Tennessee Comptroller Jason Mumpower is advocating for a plan to increase the frequency of county property reappraisals to align them more closely with market values and prevent local governments from experiencing declines in tax revenue.

Mumpower, who introduced this proposal in May, has stated his intention to present a bill in 2024 aimed at expediting the statewide reappraisal schedule. Last year, 38 counties reported losses in property tax collections, ranging from $100 million to $113 million, contingent upon the growth rate of property values.

The motivation behind this initiative is the ongoing housing shortage in Tennessee, partly driven by an influx of 83,000 new residents in the previous year, making it the seventh-highest state for population growth.
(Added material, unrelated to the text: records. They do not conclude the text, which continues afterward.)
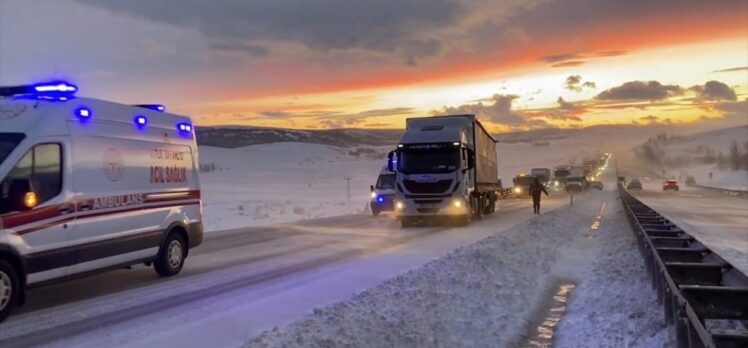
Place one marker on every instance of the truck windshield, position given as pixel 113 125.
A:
pixel 386 182
pixel 432 161
pixel 8 142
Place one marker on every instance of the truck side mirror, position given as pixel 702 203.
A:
pixel 21 196
pixel 470 159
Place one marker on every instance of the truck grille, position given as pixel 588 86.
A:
pixel 440 186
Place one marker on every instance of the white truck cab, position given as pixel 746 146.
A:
pixel 88 185
pixel 383 192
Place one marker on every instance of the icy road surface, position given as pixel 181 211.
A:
pixel 718 221
pixel 241 282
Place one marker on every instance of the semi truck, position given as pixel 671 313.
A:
pixel 446 170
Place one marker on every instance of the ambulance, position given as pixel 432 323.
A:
pixel 89 185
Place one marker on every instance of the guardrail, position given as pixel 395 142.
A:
pixel 704 297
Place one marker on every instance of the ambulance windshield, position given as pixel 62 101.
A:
pixel 8 142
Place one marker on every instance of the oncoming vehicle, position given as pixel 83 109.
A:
pixel 634 184
pixel 522 184
pixel 88 185
pixel 690 181
pixel 383 193
pixel 576 184
pixel 670 185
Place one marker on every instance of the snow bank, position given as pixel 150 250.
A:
pixel 483 295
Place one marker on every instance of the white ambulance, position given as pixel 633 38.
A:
pixel 89 185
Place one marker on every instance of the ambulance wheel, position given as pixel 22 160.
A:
pixel 10 288
pixel 170 259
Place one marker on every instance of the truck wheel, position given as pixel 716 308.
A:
pixel 10 288
pixel 170 259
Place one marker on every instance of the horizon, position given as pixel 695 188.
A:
pixel 563 64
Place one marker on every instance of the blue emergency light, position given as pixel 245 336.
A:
pixel 52 90
pixel 184 127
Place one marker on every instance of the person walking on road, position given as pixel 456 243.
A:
pixel 536 188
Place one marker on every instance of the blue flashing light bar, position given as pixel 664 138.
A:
pixel 184 127
pixel 53 87
pixel 83 113
pixel 154 107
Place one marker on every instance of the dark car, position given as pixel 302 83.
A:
pixel 670 185
pixel 634 184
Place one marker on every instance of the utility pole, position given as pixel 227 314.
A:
pixel 348 184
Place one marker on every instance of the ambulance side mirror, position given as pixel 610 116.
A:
pixel 390 165
pixel 21 196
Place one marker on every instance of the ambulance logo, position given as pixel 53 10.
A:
pixel 113 165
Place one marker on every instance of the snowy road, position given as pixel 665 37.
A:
pixel 240 282
pixel 718 221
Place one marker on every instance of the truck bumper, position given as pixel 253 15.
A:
pixel 430 207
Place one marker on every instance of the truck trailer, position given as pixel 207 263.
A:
pixel 446 169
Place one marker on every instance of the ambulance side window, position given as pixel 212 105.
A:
pixel 42 167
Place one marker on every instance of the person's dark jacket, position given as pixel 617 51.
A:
pixel 536 189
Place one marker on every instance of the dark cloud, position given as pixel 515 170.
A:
pixel 556 58
pixel 742 68
pixel 254 50
pixel 373 25
pixel 714 91
pixel 497 111
pixel 640 90
pixel 569 63
pixel 574 83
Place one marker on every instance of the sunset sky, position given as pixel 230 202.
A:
pixel 372 63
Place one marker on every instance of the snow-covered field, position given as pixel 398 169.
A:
pixel 285 182
pixel 690 148
pixel 491 294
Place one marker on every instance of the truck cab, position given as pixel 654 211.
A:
pixel 446 170
pixel 383 192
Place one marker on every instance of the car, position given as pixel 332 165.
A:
pixel 670 185
pixel 383 193
pixel 634 184
pixel 690 181
pixel 597 184
pixel 89 185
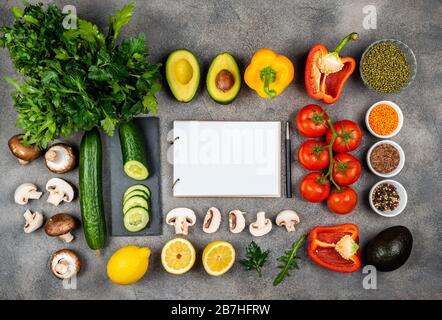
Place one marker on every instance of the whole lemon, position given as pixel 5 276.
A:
pixel 128 264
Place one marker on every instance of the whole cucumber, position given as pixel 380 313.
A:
pixel 91 191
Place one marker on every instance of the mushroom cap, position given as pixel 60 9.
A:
pixel 65 263
pixel 285 216
pixel 57 184
pixel 60 158
pixel 26 191
pixel 261 226
pixel 59 224
pixel 187 213
pixel 22 152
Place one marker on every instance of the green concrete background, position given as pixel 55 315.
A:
pixel 241 27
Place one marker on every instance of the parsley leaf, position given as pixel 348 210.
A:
pixel 255 258
pixel 76 79
pixel 288 261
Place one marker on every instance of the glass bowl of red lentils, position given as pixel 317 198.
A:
pixel 385 158
pixel 388 198
pixel 384 119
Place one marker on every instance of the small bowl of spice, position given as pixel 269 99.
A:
pixel 386 158
pixel 388 198
pixel 384 119
pixel 388 66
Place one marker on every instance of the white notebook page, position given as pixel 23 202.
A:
pixel 227 159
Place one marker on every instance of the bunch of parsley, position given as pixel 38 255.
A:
pixel 76 79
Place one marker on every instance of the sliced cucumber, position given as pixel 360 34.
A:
pixel 136 170
pixel 133 151
pixel 140 187
pixel 134 193
pixel 135 201
pixel 136 219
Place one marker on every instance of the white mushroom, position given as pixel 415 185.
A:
pixel 212 220
pixel 59 190
pixel 33 221
pixel 288 219
pixel 65 263
pixel 60 158
pixel 237 222
pixel 181 218
pixel 26 191
pixel 261 226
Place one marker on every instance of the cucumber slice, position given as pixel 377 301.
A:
pixel 141 187
pixel 135 193
pixel 136 219
pixel 135 201
pixel 136 170
pixel 133 151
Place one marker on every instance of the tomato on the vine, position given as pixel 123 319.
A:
pixel 349 136
pixel 315 187
pixel 342 201
pixel 311 121
pixel 314 155
pixel 346 169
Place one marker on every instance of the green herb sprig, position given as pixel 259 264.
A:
pixel 76 79
pixel 255 258
pixel 288 261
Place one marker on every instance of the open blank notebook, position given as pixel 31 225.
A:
pixel 227 159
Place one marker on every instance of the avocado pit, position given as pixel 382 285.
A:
pixel 224 80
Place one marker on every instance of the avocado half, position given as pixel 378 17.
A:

Mumpower says it’s important not to miss out on tax revenue from growth because of how sales ratios are used.

His proposal suggests shortening the reappraisal cycle to every two, three, or four years, with the possibility of yearly reappraisals for larger counties like Shelby, Davidson, Hamilton, Knox, Rutherford, Williamson, and Wilson. The Comptroller’s Office has estimated significant losses in property tax revenue for counties like Davidson and Shelby.

The current system necessitates property tax discounts due to the time lag between appraisals, involving the application of a sales ratio to adjust for differences between appraisals and market values. Mumpower states this approach has resulted in “extraordinary revenue loss” for 38 counties. An additional 36 counties anticipate to face similar revenue losses next year, prompting the need to accelerate reappraisal cycles.

Mumpower argues that annual reappraisals are a modern and globally accepted practice, contending that counties and the state possess the necessary technology to implement them. Several local property assessors, including Vivian Wilhoite and Rob Mitchell, support this proposal, citing instances where market values exceeded property appraisals significantly.

Wilhoite emphasizes that the state already conducts annual reappraisals for personal property and believes frequent appraisals will benefit property owners by preventing sudden tax increases.
Mumpower has presented this plan to various associations and organizations, receiving positive feedback on its fairness for taxpayers and local governments. Mitchell emphasizes that it is crucial to recognize the tax revenue generated from growth due to how sales ratios are employed.